Here, for your edification and/or irritation, are my capsule reviews of the 1996 films I've seen to date. These began in mid-1995 as ludicrously brief analysis-free opinions, but have steadily lengthened over the course of the past several months, jumping from an average of 75-100 words to an average of 300-400. The analysis quotient has risen concurrently, to the point where these reviews now might conceivably be of interest to people who don't happen to be close personal friends of mine. I wish that I had time to write proper reviews and really tackle things in detail, but, sadly, I don't. (However, I did write longer reviews of Exotica and Kiss of Death, if you're interested.)

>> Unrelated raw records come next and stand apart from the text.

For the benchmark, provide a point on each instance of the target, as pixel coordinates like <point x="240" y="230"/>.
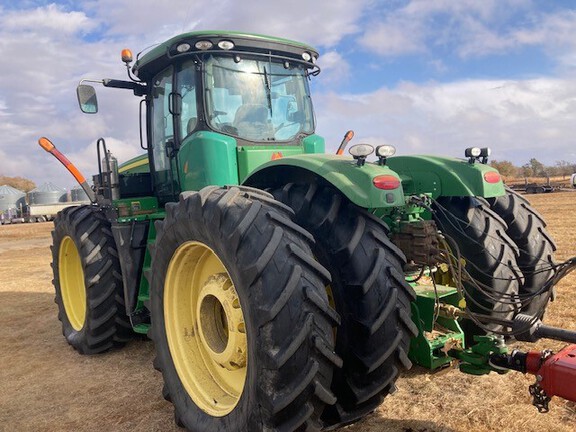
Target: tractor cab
<point x="218" y="105"/>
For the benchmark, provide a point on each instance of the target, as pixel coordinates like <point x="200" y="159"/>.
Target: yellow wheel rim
<point x="205" y="329"/>
<point x="72" y="286"/>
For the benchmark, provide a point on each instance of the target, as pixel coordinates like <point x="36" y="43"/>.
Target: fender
<point x="442" y="176"/>
<point x="343" y="173"/>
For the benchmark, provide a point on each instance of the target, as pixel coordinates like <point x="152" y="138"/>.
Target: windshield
<point x="257" y="100"/>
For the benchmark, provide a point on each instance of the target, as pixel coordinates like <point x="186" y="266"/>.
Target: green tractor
<point x="284" y="288"/>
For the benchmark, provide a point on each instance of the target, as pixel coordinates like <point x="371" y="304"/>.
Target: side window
<point x="162" y="129"/>
<point x="185" y="80"/>
<point x="165" y="183"/>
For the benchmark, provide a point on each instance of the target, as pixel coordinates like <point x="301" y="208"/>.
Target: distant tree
<point x="19" y="183"/>
<point x="506" y="168"/>
<point x="526" y="170"/>
<point x="564" y="168"/>
<point x="537" y="167"/>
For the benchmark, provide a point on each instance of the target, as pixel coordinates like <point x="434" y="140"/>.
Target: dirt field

In addition to my brief comments, I have given each film a rating, using the four-star rating system popularized by Leonard Maltin's Movie and Video Guide. These ratings are not intended to indicate how "good" or "bad" a particular film is; rather, they indicate how much I personally liked or disliked it. As a general rule, I only see films that are well-received by professional critics, so almost every film reviewed here is admired by a lot of other people, regardless of what I thought. Just because I don't like a film doesn't mean that I don't recommend it.

The key to my ratings is as follows:

****	I loved it.  I want to own it on laserdisc and watch it repeatedly.
***1/2	I liked it very much, and would happily see it again.
***	I liked it, either mildly or with some major reservations.
**1/2	I wanted to like it, and liked some aspects of it, but it didn't 
	really work for me overall.
**	I didn't really like it, but it wasn't painful to sit through.
*1/2	It was painful to sit through.
*	I seriously considered walking out before it ended.
zero	I walked out before it ended.

Four-star ratings are pretty rare; in 1995, I allotted four stars to only three films, out of 123 seen. (For the record, those films were Exotica, Se7en, and Toy Story; I would probably retroactively upgrade the ratings for Safe and Wild Reeds from 3.5 to 4.0, after seeing them again.) The vast majority of my ratings are in the two-to-three-star range, with 2.5 being the most common. Because I tend to skip films that are lambasted by professional critics, ratings below two stars are also rare; a 1.5 will often mean not that a film is bad, but merely that its narrative is sketchy or nonexistent, as my disdain for non-narrative film remains my major aesthetic blind spot. The "zero" rating has only been given once in my entire moviegoing life, to a 1988 adaptation of Isaac Asimov's short story "Nightfall," called, appropriately, Nightfall. I left after five minutes and snuck into another theater to see Midnight Run for the third time. Yes, it was that bad.

New reviews will be added regularly; I generally see one to two new films each week, and I frequently see advance screenings through NYU.